Akcja ABW w siedzibie CBA. Zabezpieczono urządzenia

Śledczy wspólnie z funkcjonariuszami Agencji Bezpieczeństwa Wewnętrznego zabezpieczyli urządzenia wchodzące w skład systemu Pegasus - podało TVN24. Akcję przeprowadzono w siedzibie Centralnego Biura Antykorupcyjnego.

Śledczy i ABW zabezpieczyli urządzenia
Śledczy i ABW zabezpieczyli urządzenia
Źródło zdjęć: © East News | Pawel Wodzynski
Adam Zygiel

Jak przekazała prokuratura TVN24, w dniach 18-19 czerwca prokuratorzy Zespołu Śledczego nr 3 Prokuratury Krajowej przeprowadzili razem z biegłymi i funkcjonariuszami ABW oględziny w siedzibie Centralnego Biura Antykorupcyjnego. W trakcie działań zabezpieczono urządzenia wchodzące w skład systemu Pegasus.

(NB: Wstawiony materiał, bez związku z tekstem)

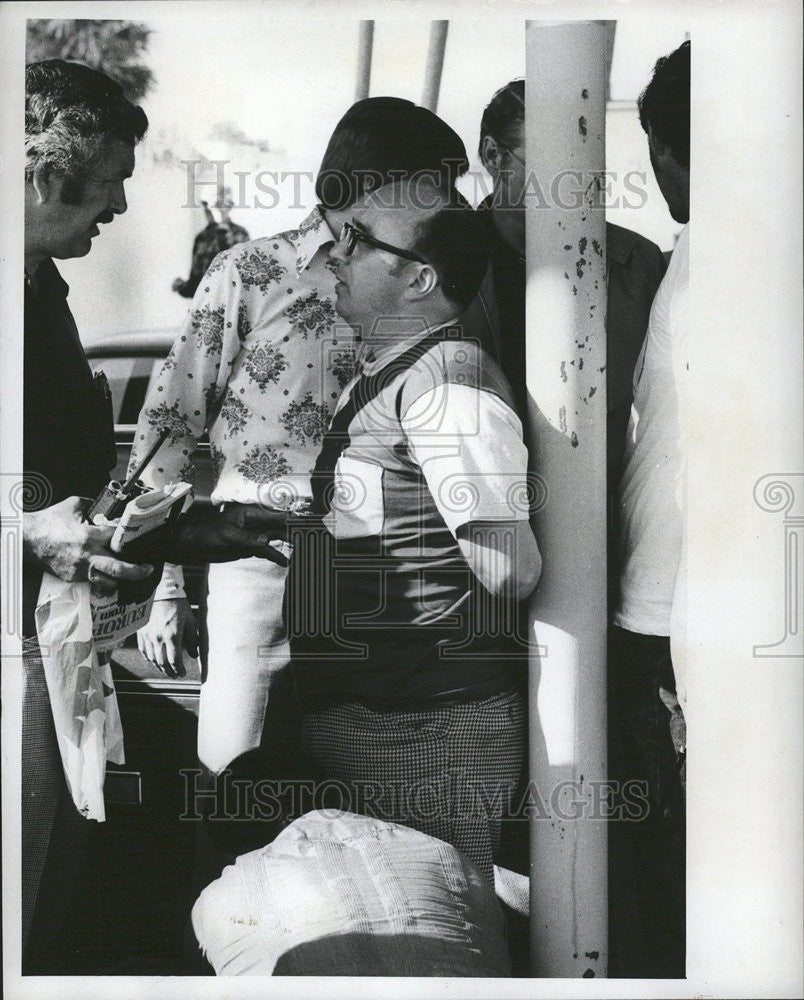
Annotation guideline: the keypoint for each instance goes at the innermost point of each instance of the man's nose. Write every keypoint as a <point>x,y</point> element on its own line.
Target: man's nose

Rzecznik prokuratury Przemysław Nowak podkreślił, że celem śledztwa dot. Pegasusa jest ustalenie jego funkcjonalności i legalności. Pozyskane do tej pory dane są obecnie analizowane przez Biuro Badań Kryminalistycznych ABW.

Dalsza część artykułu pod materiałem wideo

Pegasus na dwóch komputerach

Jak informowała w marcu "Rzeczpospolita", Pegasus znajdował się na dwóch komputerach w najbardziej chronionym pomieszczeniu w centrali CBA przy Alejach Ujazdowskich 9 w Warszawie. Początkowo - według informacji "Rzeczpospolitej" - miało obsługiwać go kilka osób, a potem - kilkanaście.

Gazeta opisuje, że wchodząc do sali z Pegasusem, trzeba było zostawić cały sprzęt elektroniczny, a wewnątrz pracowników śledziły kamery. Nie można też było wyjść z pomieszczenia samemu, a każde wejście i wyjście było odnotowywane - podaje dziennik.

Kontrowersje wokół Pegasusa

Pegasus to izraelskie oprogramowanie szpiegowskie, przy pomocy którego służby mogły m.in. odczytywać zawartość czyjegoś telefonu. Według dotychczasowych ustaleń, w Polsce inwigilowanych Pegasusem było ponad 500 osób.

Wiele kontrowersji wywołuje jednak wykorzystanie systemu wobec osób oraz polityków powiązanych z ówczesną opozycją, m.in. senatora PO Krzysztofa Brejzy, szefa Agrounii Michała Kołodziejczaka czy prokurator Ewy Wrzosek.

Według niektórych ekspertów polskie prawo nie zezwala na wykorzystywanie tak do kontroli operacyjnej zaawansowanego systemu, jakim jest Pegasus. Sprawą wykorzystywania systemu zajmuje się nie tylko prokuratura, ale też sejmowa komisja śledcza.

Sprawa Pegasusa zahacza także o aferę dotyczącą Funduszu Sprawiedliwości. To właśnie bowiem ta instytucja miała przekazać 25 mln zł na niejawny fundusz operacyjny, przy pomocy którego CBA zakupiło izraelskie oprogramowanie.